次にスケルトンさんが言う台詞は間違いなく......。


「そういう訳で、名付けをお願いします。お父さん。」


......あ、これきっついなぁ。

予想していたものよりも遥かに破壊力があるな。

ナレアさんが思考停止したのも凄くよく分かる。

そのナレアさんは矛先が変わったからか腕を組んで頷いているけど......。

後、肩にいるシャルが今にも飛び出しそうな気配を醸し出していたので腕に抱え直す。

それはそうと......名前か。

うん、スケルトンと言えばやはり......。


「あ、スケさんとかはやめて欲しいですね。いえ、何となくですけど。」


いや、違う。

これは心を読まれたとかじゃないはずだ。

いくらなんでも初対面のスケルトンさんに心は読まれないはず。

気を取り直して名前を考えよう......スケルトン......スケルトン......。


「さっき聞き間違えた、アースケルトンなんてどうでしょうか?アース=ケルトンって家名みたいにすれば結構良くないですか?」


「なるほど、少し安直ではありますが、響きは悪くありませんな!うん、気に入りました!では私はこれよりアース=ケルトンを名乗りましょう!皆さまはアースとお気軽にお呼びください!素敵な名前をありがとうございます!お父さん!」


喜んではくれたのはいいが、その呼び方はやめてもらおう。




「なるほど!外はそのような感じなのですな!龍王国ですか!一度龍と言う生き物を見てみたいものですな!」


「まぁ、普通の人も龍は中々見ることは出来ないのじゃ。それは諦めた方がいいじゃろうな。」


スケルトン、もといアースさんとナレアさん達は遺跡の外の話に花を咲かせている。

レギさんも警戒を解いてリィリさんと共に会話に加わっているのだが、話し込んでいていいのだろうか?

とりあえず俺はマナスにお願いしてファラに戻ってきてもらうように伝えてもらったので、戻ってくるのを待っている所だ。

遺跡を管理......というか遺跡に住んでいたアースさんとも友誼を結ぶことが出来たし、態々危険を冒してまで探索をする必要はないだろう。

調べたければアースさんに頼めばいいのだから。

しかし、この遺跡とアースさんはこれからどうするのだろうか?

ここまで気さくな感じで会話のできるアースさんを倒す必要性は全く感じないけど、それは俺達だからってこともある。

アースさん自身も言っていたけど、いくら友好的に振舞っても一般の方々にアースさんは受け入れてはもらえないと思う。

しかしこのままここに放置というのもいただけない......。

たとえ調べつくした遺跡と言われても、残り物や新しい発見を求めてここを調べに来る人はいるだろう。

だがこの遺跡を出て暮らすのも難しい。

何処からどう見てもアンデッドだし......リィリさんのように誤魔化せば何とかなるってレベルではない。

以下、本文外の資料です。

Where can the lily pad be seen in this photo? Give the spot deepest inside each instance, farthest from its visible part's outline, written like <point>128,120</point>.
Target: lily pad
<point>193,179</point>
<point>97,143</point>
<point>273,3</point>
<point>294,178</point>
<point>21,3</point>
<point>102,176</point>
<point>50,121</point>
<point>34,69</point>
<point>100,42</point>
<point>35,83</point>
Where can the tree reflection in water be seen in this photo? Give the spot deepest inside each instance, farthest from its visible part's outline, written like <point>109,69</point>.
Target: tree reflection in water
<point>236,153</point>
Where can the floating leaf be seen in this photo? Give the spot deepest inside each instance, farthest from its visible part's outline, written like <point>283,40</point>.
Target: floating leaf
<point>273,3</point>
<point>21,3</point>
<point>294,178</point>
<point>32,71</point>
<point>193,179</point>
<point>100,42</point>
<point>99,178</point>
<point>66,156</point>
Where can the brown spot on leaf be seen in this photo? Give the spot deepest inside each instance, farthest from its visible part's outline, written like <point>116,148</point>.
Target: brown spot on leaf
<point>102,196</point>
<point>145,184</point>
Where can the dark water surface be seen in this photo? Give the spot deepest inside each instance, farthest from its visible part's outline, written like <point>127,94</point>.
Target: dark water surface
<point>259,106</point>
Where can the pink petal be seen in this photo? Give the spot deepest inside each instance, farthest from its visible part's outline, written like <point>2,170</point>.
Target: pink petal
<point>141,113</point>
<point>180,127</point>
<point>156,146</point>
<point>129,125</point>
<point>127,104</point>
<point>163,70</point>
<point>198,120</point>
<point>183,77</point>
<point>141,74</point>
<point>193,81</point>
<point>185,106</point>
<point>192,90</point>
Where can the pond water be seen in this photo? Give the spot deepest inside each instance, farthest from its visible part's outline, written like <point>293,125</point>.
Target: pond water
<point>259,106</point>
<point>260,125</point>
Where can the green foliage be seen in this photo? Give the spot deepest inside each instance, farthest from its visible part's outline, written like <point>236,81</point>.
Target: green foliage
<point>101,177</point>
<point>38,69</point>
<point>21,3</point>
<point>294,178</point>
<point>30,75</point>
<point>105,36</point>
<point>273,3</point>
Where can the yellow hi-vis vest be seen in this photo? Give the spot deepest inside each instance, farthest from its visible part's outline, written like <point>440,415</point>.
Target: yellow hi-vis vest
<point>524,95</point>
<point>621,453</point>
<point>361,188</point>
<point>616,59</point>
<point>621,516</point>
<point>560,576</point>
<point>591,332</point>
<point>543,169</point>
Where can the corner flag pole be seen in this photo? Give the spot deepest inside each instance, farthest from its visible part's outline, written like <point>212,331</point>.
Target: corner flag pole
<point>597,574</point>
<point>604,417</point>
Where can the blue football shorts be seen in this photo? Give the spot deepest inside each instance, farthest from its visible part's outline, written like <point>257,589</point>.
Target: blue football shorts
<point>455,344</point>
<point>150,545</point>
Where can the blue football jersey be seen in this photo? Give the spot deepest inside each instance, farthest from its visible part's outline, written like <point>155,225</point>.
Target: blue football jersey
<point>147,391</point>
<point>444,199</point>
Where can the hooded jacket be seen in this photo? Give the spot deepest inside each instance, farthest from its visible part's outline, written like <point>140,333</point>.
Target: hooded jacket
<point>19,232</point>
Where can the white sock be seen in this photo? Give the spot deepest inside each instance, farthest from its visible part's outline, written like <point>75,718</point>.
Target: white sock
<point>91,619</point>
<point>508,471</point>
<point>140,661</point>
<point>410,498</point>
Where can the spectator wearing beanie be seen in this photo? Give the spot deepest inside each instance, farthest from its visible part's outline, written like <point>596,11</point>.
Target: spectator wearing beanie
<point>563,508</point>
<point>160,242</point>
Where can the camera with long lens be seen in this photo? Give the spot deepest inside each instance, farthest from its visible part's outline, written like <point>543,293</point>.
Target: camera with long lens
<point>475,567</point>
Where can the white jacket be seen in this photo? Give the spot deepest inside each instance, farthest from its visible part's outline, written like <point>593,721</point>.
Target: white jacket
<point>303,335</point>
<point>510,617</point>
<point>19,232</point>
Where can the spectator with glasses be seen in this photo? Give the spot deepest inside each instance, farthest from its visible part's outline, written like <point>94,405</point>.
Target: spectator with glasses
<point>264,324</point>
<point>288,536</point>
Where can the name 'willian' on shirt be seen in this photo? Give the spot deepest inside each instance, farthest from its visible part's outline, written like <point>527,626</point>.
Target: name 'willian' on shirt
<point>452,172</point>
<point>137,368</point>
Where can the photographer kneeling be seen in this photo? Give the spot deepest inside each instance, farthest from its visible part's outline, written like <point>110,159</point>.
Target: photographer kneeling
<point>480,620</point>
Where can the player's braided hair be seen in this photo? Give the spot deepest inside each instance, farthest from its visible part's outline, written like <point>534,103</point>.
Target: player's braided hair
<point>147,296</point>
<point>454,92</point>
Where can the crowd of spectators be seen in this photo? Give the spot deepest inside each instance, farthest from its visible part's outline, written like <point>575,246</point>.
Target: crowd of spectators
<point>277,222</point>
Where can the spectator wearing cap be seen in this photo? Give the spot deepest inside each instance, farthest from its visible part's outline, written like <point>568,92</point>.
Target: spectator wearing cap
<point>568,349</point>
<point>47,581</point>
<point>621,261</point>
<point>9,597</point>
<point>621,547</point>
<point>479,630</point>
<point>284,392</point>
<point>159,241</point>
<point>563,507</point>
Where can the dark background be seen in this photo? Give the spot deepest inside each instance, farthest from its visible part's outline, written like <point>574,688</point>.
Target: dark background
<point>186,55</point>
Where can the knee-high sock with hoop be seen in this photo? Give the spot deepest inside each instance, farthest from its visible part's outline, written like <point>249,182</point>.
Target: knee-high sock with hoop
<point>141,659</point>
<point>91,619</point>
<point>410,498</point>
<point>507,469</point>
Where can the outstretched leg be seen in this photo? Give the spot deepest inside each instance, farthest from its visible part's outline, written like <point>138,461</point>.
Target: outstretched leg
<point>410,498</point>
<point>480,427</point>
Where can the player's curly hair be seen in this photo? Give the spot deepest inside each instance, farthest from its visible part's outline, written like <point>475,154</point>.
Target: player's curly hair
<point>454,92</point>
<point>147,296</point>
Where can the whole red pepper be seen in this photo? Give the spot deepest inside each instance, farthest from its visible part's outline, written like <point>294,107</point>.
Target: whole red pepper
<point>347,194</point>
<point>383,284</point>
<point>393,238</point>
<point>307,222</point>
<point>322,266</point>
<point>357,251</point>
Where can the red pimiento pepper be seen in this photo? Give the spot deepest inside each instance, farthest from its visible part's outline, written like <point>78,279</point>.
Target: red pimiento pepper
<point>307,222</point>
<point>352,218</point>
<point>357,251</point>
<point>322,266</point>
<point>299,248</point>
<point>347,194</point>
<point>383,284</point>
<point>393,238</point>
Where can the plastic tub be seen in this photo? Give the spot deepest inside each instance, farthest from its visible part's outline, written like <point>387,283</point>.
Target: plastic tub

だからと言って、じゃぁさようならと放り出してしまうというのも......人としてどうかと思う。


「なるほど、皆さんは冒険者ということですね。あー遺跡の探索や研究というのは心が惹かれますね。街での仕事は私には向いていないと思いますがね!はっはっは、いや、はっはっは。」


「お主は少し顔が一般受けしにくいからのう。街での仕事はやめておいたほうが良いじゃろうな。」


いや、一般受けとかいうレベルではないと思いますが。

っていうか冒険者ギルドに入った時点......いや、街に近づいた時点でアウトだな。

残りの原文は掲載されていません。